Turystyczny Fundusz Gwarancyjny: miało być tanio i bezpiecznie...
Za wycieczkę zapłacimy więcej, ale ma być bezpieczniej - Turystyczny Fundusz Gwarancyjny coraz bliżej. Komitet Stały Rady Ministrów na pochylić się nad założeniami do projektu ustawy o Turystycznym Funduszu Gwarancyjnym.
2014-03-06, 15:15
Posłuchaj
Fundusz ma wzmocnić zabezpieczenia finansowych klientów biur podróży. Chodzi o to, by stworzyć rezerwę finansową - Pieniądze do Funduszu miałyby być wpłacane przez organizatorów turystyki. Resort sportu zaproponował, by składki wynosiły do 30 zł. - Fundusz to taka skarbonka na kryzysowe wydarzenia - tłumaczy Marek Kamiński z Ogólnopolskiego Stowarzyszenia Agentów Turystycznych.
Miało być konto w banku…
Branża turystyczna chciała powstania Funduszu, ale przepływowego, gdzie zbierano by pieniądze ze składek biur podróży na sytuacje kryzysowe.
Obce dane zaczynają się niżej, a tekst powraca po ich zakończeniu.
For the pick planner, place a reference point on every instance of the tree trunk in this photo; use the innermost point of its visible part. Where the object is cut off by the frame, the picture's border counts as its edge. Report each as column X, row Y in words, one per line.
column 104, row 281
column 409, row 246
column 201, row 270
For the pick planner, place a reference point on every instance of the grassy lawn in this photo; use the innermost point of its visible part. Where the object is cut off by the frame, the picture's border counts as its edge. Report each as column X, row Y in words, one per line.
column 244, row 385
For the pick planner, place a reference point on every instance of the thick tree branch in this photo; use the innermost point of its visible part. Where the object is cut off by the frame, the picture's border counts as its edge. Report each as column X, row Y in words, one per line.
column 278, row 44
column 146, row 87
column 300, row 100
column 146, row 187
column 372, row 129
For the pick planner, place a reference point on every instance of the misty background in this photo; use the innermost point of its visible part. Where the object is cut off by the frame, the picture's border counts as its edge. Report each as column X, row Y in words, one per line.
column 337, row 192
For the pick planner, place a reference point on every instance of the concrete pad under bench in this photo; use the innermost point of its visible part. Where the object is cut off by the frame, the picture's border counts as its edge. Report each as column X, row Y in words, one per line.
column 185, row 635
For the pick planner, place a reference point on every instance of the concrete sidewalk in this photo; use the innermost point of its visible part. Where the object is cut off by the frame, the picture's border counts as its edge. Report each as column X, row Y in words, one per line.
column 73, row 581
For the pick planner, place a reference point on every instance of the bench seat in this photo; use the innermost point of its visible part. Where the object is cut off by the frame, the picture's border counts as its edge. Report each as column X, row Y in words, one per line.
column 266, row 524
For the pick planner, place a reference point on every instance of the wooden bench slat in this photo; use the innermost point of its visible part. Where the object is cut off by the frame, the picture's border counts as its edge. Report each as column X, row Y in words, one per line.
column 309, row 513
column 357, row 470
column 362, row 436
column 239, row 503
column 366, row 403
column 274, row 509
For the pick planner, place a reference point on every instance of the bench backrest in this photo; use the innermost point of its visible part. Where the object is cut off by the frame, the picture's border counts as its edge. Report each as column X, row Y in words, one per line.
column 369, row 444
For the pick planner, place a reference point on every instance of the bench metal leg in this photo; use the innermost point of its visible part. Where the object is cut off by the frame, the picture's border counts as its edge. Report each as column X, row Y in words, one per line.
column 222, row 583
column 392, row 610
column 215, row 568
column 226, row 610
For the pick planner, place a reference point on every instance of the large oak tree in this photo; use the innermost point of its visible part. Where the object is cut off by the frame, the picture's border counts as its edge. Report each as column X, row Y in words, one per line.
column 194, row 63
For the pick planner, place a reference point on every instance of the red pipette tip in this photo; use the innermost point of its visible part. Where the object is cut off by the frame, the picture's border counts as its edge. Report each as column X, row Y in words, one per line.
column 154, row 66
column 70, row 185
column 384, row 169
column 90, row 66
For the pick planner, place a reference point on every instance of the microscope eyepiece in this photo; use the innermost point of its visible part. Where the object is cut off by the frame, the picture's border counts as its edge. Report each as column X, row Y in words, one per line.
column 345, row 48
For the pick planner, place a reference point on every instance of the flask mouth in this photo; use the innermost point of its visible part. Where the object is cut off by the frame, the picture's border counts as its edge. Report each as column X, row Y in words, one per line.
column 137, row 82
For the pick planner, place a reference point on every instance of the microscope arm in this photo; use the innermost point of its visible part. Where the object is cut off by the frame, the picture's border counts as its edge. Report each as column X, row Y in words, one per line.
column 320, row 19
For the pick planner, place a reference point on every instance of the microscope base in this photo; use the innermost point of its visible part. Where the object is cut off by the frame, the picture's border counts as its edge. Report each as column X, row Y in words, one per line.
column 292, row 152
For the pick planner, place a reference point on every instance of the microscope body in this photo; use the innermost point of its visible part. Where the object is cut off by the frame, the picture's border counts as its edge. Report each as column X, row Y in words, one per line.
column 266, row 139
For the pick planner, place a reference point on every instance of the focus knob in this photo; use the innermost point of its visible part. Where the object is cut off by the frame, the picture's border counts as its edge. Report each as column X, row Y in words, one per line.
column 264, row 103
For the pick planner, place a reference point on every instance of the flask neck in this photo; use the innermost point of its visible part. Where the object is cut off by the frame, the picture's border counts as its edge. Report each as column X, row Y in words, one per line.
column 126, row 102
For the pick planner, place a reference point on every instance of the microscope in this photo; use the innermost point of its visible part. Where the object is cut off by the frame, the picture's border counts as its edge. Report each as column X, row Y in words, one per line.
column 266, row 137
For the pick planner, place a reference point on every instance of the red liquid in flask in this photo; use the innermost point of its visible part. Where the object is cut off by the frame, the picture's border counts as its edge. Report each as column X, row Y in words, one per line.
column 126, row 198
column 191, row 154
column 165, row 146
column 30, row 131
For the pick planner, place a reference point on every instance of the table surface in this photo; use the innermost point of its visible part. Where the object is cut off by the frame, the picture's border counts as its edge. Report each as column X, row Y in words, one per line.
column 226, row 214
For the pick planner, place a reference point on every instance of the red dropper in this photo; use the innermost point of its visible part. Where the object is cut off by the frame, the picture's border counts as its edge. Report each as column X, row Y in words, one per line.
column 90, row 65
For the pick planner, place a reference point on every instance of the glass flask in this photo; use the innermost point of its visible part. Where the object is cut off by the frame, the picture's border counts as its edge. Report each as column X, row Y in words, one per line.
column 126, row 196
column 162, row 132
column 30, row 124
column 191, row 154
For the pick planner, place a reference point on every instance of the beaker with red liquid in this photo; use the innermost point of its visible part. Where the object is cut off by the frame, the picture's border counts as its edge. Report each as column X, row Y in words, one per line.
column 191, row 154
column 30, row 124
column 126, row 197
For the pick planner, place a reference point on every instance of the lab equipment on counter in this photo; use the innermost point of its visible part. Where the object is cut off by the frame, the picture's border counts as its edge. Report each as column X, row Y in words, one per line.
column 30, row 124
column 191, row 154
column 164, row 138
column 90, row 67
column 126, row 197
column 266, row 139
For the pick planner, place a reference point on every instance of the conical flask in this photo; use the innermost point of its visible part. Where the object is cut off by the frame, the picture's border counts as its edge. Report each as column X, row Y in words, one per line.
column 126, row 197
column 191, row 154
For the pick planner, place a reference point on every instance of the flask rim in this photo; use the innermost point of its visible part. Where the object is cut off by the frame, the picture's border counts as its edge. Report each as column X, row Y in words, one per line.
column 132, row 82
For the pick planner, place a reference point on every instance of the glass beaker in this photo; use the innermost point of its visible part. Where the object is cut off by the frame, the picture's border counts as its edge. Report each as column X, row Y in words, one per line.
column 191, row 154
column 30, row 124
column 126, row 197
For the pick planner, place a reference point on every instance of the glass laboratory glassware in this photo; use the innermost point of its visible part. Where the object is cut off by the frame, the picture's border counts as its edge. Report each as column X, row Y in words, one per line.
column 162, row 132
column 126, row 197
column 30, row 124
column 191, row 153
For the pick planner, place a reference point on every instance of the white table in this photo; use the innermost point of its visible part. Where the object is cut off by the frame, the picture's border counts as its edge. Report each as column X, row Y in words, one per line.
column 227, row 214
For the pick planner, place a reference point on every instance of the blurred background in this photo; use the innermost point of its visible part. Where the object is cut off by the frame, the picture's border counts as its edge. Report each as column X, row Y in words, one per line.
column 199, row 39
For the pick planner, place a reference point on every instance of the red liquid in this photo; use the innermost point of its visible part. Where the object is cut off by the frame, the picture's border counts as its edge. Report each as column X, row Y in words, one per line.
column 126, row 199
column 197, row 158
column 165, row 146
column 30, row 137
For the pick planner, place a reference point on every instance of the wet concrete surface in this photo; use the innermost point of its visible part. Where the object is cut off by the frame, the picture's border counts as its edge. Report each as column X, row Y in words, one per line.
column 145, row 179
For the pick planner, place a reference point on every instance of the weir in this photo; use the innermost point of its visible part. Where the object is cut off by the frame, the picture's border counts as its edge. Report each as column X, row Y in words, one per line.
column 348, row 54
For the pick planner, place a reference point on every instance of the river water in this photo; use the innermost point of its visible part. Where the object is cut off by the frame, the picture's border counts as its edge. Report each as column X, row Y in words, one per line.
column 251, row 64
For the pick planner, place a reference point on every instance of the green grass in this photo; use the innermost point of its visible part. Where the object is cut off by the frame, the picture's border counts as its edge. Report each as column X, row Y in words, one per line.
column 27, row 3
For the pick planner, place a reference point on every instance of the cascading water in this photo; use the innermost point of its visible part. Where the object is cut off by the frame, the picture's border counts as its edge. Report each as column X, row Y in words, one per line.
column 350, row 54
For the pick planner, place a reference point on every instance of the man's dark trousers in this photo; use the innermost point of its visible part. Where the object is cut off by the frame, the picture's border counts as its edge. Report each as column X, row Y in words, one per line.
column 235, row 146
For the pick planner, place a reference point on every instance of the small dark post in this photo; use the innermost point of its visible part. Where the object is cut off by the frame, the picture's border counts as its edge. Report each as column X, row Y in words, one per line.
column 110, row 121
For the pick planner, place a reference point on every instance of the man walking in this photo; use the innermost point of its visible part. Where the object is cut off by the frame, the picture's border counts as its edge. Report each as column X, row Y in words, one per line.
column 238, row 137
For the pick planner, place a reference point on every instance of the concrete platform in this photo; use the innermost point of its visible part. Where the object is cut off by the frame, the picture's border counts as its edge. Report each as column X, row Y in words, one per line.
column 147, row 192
Co w praktyce oznaczało konto w banku, na które pieniądze spływałyby od organizatorów turystyki, a zgromadzonymi w ten sposób środkami dysponowałby minister.
… a powstała instytucja
Takie założenia zawarte były także początkowo w ustawie o Turystycznym Funduszu Gwarancyjnym przygotowanej przez Ministerstwo Sportu i Turystyki, jednak właśnie one zostały zmienione. Teraz Fundusz Gwarancyjny ma mieć osobowość prawną, czyli będzie to osobna instytucja. - Oznacza to, że taki podmiot ma radę funduszu, zarząd i zespół pracowników, a to generuje koszty - tłumaczy Marek Kamiński.
To są niepotrzebne koszty
Koszty funkcjonowania funduszu samo Ministerstwo zaplanowało w wysokości ponad 2 mln złotych rocznie. Taka koncepcja nie sprawdzi się i nie jest nikomu potrzebna. Branża turystyczna opowiada się za Funduszem - ale za rozwiązaniem skromniejszym.